ベニチオ・デル・トロが今度は麻薬戦争の親玉に。

 昨日も触れましたが、今日は日本での公開情報が出る遥か前から楽しみにしていた1本です。なにせ、最近は脇役が多いベニチオ・デル・トロが伝説の麻薬王に扮し、メインで出演している作品ですから。公開の情報をキャッチして無茶苦茶楽しみにしていた作品ゆえ、万一にでも取り漏らすわけにはいかないので、初日から馳せ参じた次第。

 本日の目的地はシネマサンシャイン池袋です。通うのがTOHOシネマズのシネコン中心になってしまったがために、上映作品がだいたい被ってしまうこの劇場とはだいぶ縁遠くなっていて、『ダーク・フェアリー』以来となる4年振りの訪問です。

 鑑賞したのは、コロンビアの麻薬密売ルートを牛耳り、国内で絶大な権力を誇ったパブロ・エスコバルが政府に投稿した際の出来事を背景に、偶然にも彼と縁を持ってしまったカナダ人青年が味わう幸福と恐怖とを描いたクライム・ドラマエスコバル/楽園の掟』(Transformer配給)

 題材的にけっこうエグい描写が立て続けに来るのを覚悟していたんですが、実はこれ、日本では全年齢対象になっている。その事実が示すとおり、描写としては意外とマイルド。人死には出ますしドンパチもありますが、あんまり悽愴な印象はない。視点人物となる青年がパブロに抱いていた尊敬が恐怖に変化するくだりが少々ボンヤリしていて、序盤がいささか緩い印象ではありますが、しかしパブロ・エスコバルという人物を直接見つめるよりも、彼の立ち位置とその二面性をうまく表現していると思います。

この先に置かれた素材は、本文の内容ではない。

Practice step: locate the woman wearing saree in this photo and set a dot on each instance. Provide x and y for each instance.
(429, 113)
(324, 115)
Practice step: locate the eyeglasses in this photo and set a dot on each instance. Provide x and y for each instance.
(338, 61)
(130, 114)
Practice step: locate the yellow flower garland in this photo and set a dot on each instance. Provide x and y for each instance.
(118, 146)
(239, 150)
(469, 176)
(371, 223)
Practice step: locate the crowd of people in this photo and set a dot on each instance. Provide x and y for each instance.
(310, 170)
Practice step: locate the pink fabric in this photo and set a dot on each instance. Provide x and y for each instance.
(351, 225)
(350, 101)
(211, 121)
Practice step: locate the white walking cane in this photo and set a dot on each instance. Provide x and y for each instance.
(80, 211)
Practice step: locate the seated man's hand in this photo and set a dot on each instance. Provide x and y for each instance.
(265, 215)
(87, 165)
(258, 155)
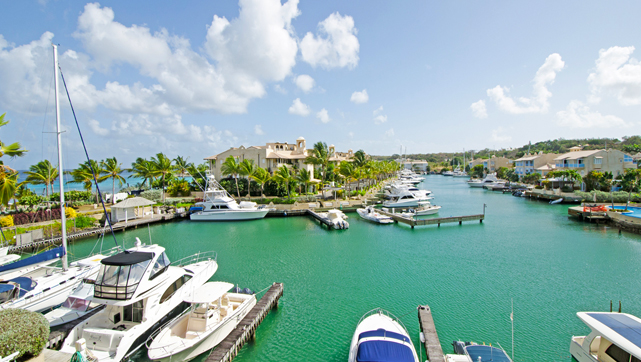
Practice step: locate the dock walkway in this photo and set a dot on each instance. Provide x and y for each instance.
(432, 221)
(431, 342)
(246, 329)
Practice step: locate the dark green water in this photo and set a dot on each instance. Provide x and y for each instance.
(528, 251)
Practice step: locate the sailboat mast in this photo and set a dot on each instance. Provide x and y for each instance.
(63, 218)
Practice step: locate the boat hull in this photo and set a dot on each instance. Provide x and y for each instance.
(236, 215)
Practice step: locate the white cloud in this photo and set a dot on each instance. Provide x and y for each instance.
(299, 108)
(339, 47)
(323, 116)
(379, 117)
(616, 73)
(479, 109)
(95, 127)
(499, 135)
(304, 82)
(360, 97)
(539, 102)
(578, 115)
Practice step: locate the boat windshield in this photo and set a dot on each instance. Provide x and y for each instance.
(120, 275)
(77, 304)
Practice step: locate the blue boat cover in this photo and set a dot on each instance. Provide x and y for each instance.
(487, 353)
(384, 351)
(383, 333)
(38, 258)
(627, 327)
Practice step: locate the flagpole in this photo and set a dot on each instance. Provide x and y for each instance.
(512, 319)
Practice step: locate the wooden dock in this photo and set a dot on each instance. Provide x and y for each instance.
(246, 329)
(432, 221)
(431, 342)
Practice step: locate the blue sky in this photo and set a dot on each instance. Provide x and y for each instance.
(195, 78)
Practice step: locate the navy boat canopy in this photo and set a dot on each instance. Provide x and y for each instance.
(384, 351)
(487, 353)
(126, 258)
(627, 327)
(383, 333)
(38, 258)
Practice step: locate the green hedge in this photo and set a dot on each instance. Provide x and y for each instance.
(23, 331)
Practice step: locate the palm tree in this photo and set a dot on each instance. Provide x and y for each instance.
(320, 157)
(42, 173)
(8, 176)
(231, 168)
(283, 175)
(261, 176)
(162, 168)
(247, 168)
(112, 170)
(142, 168)
(181, 166)
(84, 175)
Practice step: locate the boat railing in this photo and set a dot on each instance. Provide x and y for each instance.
(383, 312)
(196, 258)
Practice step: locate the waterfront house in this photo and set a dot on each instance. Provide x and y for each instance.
(530, 163)
(492, 164)
(583, 162)
(273, 155)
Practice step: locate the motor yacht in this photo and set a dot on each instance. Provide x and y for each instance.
(489, 179)
(613, 337)
(371, 214)
(141, 291)
(380, 336)
(472, 352)
(78, 304)
(336, 217)
(218, 205)
(406, 199)
(46, 287)
(213, 314)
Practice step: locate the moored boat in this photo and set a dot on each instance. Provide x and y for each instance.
(213, 314)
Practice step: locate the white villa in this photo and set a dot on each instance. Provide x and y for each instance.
(271, 156)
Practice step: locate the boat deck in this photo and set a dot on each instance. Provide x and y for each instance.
(246, 329)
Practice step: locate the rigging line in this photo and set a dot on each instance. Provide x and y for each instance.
(93, 172)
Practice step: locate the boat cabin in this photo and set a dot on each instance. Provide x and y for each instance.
(615, 337)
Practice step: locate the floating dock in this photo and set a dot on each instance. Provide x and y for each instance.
(431, 342)
(246, 329)
(432, 221)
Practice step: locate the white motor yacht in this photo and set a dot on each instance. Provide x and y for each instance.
(218, 205)
(406, 199)
(77, 305)
(213, 314)
(472, 352)
(614, 337)
(490, 178)
(380, 336)
(141, 291)
(369, 213)
(46, 287)
(336, 218)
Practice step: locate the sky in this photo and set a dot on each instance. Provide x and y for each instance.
(195, 78)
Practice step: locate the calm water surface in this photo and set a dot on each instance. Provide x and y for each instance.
(528, 251)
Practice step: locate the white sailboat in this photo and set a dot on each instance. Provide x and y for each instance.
(36, 286)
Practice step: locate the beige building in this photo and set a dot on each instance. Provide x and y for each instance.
(492, 164)
(271, 156)
(539, 162)
(583, 162)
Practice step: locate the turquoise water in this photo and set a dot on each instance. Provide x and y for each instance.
(528, 251)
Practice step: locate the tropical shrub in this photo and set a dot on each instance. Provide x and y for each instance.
(22, 331)
(6, 221)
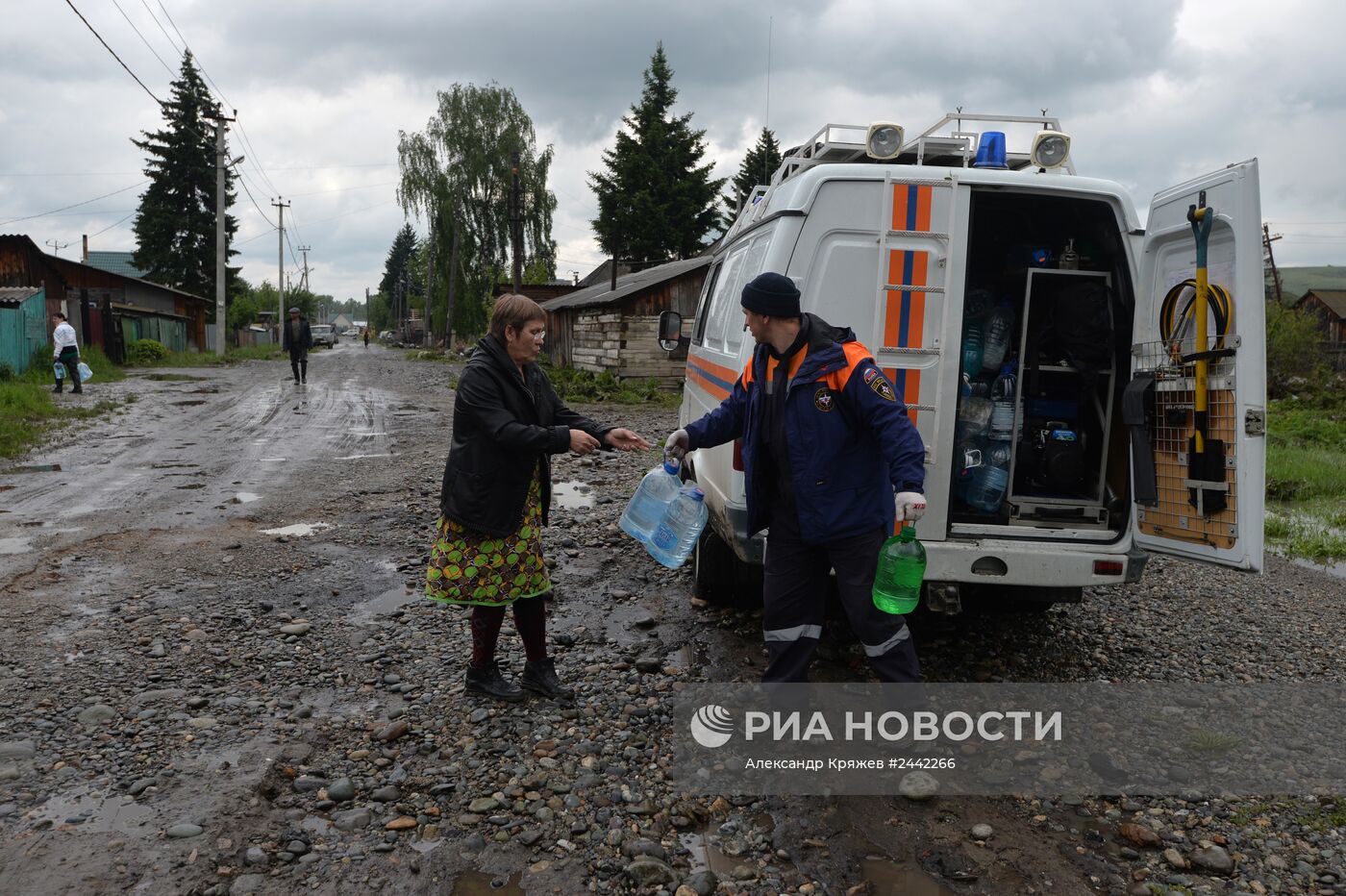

中盤以降の、身動きならない緊張感をたたえた展開は、派手さはありませんがかなりの見応えがある。実在の犯罪者の伝記としてではなく、彼が関わった犯罪をモチーフにしたクライム・ドラマとして面白い。

 鑑賞後は、池袋に来たときの恒例として、西武屋上の店で釜揚げうどんを食してきました。もともと今日は冷え込みが強かったのに加え、家を出るときに危惧していたとおり、少しだけパラパラと雨粒がちらついていたせいもあって、土曜日にしてはあんまり人出がなかったので、ゆったりと堪能できました……ただ、今日は微妙に量が足りない気分だったので、帰ってから少しポテトをつまみましたけど。